You still need ridiculously high spec hardware, and at Apple’s prices, that isn’t cheap. Even if you can afford it (most won't), the local models you can run are still limited and they still underperform. It’s much cheaper to pay for a cloud solution and get significantly better result. In my opinion, the article is right. We need a better way to run LLMs locally.

onion2k 7 hours ago | parent | next [-]

You still need ridiculously high spec hardware, and at Apple’s prices, that isn’t cheap.

You can easily run models like Mistral and Stable Diffusion in Ollama and Draw Things, and you can run newer models like Devstral (the MLX version) and Z Image Turbo with a little effort using LM Studio and Comfyui. It isn't as fast as using a good nVidia GPU or a cloud GPU but it's certainly good enough to play around with and learn more about it. I've written a bunch of apps that give me a browser UI talking to an API that's provided by an app running a model locally and it works perfectly well. I did that on an 8GB M1 for 18 months and then upgraded to a 24GB M4 Pro recently. I still have the M1 on my network for doing AI things in the background.

liuliu 4 hours ago | parent [-]

You can run newer models like Z Image Turbo or FLUX.2 [dev] using Draw Things with no effort too.

whitehexagon 6 hours ago | parent | prev | next [-]

I was pleasantly surprised at the speed and power of my second hand M1 Pro 32GB running Asahi & Qwen3:32B. It does all I need, and I dont mind the reading pace output, although I'd be tempted by M2 Ultra if the secondhand market hadn't also exploded with the recent RAM market manipulations.

Anyway, I'm on a mission to have no subscriptions in the New Year. Plus it feels wrong to be contributing towards my own irrelevance (GAI).

almosthere 7 hours ago | parent | prev | next [-]

749 for an M4 air at Amazon right now

tossandthrow 7 hours ago | parent [-]

Try running anything interesting on these 8gb of ram.

You need 96gb or 128gb to do non trivial things. That is not yet 749 usd

badc0ffee 7 hours ago | parent | next [-]

Fair enough, but they start at 16GB nowadays.

kylec 5 hours ago | parent | prev | next [-]

The M4 starts with 16GB, though that can also be tight for local LLMs. You can get one with 24GB for $1149 right now though, which is good value.

jki275 6 hours ago | parent | prev [-]

64gb is fine.

kibwen 5 hours ago | parent | next [-]

This subthread is about the Macbook Air, which tops out at 32 GB, and can't be upgraded further.

While browsing the Apple website, it looks like the cheapest Macbook with 64 GB of RAM is the Macbook Pro M4 Max with 40-core GPU, which starts at $3,899, a.k.a. more than five times more expensive than the price quoted above.

seanmcdirmid 5 hours ago | parent | prev [-]

if you are going for 64GB, you need at least a Max CPU or you will be bandwidth/GPU limited.

jki275 6 hours ago | parent | prev [-]

I bought my M1 Max w/ 64gb of ram used. It's not that expensive.

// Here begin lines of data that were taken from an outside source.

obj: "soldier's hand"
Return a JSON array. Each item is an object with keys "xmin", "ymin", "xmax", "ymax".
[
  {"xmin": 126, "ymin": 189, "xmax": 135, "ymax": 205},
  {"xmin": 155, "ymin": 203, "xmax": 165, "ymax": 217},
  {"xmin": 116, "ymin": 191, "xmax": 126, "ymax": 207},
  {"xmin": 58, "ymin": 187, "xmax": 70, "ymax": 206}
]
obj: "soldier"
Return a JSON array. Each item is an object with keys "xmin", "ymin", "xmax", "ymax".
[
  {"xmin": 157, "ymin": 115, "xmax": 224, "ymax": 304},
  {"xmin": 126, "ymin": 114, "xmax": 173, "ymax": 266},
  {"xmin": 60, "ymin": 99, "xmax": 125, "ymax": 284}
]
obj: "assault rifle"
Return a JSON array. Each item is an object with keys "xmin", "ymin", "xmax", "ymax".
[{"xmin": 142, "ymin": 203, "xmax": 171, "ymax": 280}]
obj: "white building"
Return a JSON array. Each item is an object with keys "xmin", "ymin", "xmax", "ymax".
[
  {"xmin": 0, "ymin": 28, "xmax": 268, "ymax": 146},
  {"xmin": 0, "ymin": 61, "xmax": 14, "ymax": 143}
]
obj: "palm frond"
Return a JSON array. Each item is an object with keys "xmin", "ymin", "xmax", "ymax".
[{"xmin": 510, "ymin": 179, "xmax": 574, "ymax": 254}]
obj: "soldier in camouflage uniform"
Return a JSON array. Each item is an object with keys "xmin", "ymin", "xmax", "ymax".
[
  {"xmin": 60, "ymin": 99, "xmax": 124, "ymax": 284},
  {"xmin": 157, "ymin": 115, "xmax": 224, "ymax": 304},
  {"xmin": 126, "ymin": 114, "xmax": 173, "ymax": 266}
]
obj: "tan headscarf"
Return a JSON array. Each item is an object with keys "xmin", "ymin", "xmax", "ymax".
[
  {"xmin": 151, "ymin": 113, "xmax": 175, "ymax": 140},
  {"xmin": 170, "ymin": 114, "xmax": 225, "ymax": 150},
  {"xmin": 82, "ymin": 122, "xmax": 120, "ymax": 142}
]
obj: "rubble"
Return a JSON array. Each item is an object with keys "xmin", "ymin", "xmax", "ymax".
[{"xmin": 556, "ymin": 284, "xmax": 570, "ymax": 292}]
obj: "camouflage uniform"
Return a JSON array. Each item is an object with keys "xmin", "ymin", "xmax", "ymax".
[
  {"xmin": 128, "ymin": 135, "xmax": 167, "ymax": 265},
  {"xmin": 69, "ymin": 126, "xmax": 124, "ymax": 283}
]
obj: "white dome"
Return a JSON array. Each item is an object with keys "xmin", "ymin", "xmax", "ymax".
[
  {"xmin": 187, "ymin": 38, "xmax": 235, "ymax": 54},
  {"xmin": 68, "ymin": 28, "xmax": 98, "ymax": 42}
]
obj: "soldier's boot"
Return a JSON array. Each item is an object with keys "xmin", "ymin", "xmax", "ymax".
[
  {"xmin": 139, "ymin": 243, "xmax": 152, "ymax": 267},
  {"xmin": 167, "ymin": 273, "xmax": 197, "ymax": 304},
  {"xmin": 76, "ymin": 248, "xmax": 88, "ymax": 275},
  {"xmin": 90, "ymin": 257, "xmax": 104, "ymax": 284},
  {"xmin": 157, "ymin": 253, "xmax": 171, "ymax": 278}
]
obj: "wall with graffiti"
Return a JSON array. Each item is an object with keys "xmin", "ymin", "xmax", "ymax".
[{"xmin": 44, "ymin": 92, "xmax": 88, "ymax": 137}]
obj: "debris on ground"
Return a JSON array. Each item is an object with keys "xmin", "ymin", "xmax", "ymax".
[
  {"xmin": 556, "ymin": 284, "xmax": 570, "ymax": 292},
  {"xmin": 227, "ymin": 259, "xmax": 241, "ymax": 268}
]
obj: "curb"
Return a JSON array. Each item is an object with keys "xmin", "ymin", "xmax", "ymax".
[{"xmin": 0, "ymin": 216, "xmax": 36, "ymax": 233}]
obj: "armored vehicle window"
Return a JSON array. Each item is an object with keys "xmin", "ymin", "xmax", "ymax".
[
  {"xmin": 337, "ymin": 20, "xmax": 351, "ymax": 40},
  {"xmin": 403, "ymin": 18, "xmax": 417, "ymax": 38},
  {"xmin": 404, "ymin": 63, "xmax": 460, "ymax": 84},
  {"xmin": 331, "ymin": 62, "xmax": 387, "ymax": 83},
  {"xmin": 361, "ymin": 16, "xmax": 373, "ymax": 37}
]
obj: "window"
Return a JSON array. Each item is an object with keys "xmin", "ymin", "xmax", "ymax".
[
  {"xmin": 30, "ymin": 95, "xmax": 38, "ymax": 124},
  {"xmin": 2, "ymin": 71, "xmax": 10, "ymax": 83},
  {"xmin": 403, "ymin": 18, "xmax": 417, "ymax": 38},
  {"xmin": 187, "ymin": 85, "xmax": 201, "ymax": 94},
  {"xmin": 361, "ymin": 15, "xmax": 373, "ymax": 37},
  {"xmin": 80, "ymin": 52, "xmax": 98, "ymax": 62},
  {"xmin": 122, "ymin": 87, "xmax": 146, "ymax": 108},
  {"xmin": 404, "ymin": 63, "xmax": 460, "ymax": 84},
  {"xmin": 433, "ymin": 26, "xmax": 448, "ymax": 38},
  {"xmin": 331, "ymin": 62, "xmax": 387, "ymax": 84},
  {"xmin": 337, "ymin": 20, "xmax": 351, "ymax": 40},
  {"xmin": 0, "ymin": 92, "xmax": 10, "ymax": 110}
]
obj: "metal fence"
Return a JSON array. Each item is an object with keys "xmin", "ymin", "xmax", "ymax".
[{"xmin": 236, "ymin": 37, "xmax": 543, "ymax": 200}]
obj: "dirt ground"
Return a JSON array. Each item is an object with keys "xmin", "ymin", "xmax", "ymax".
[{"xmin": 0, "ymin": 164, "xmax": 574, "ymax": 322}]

Yes, the models it can run do not perform like chatgpt or claude 4.5, but they're still very useful.

selinkocalar 5 hours ago | parent | prev | next [-]

The M-series chips really changed the game here

cmxch 7 hours ago | parent | prev | next [-]

Only if you want to take all the proprietary baggage and telemetry that comes with Apple platforms by default.

A Lenovo T15g with a 16gb 3080 mobile doesn’t do too badly and will run more than just Windows.

pimeys 5 hours ago | parent [-]

I just got a Framework desktop with 128 GB of shared RAM just before the memory prices rocketed, and I can comfortably run many even bigger oss models locally. You can dedicate 112GB to the GPU and it runs Linux perfectly.

reactordev 5 hours ago | parent | prev | next [-]

This article is to sell more laptops.

dangus 8 hours ago | parent | prev [-]

Yeah, any Mac system specced with a decent amount of RAM since the M1 will run LLMs locally very well. And that’s exactly how the built-in Apple Intelligence service works: when enabled, it downloads a smallish local model. Since all Macs since the M1 have very fast memory available to the integrated GPU, they’re very good at AI.

The article kinda sucks at explaining how NPUs aren’t really even needed, they just have potential to make things more efficient in the future rather than depending on the power consumption involved with running your GPU.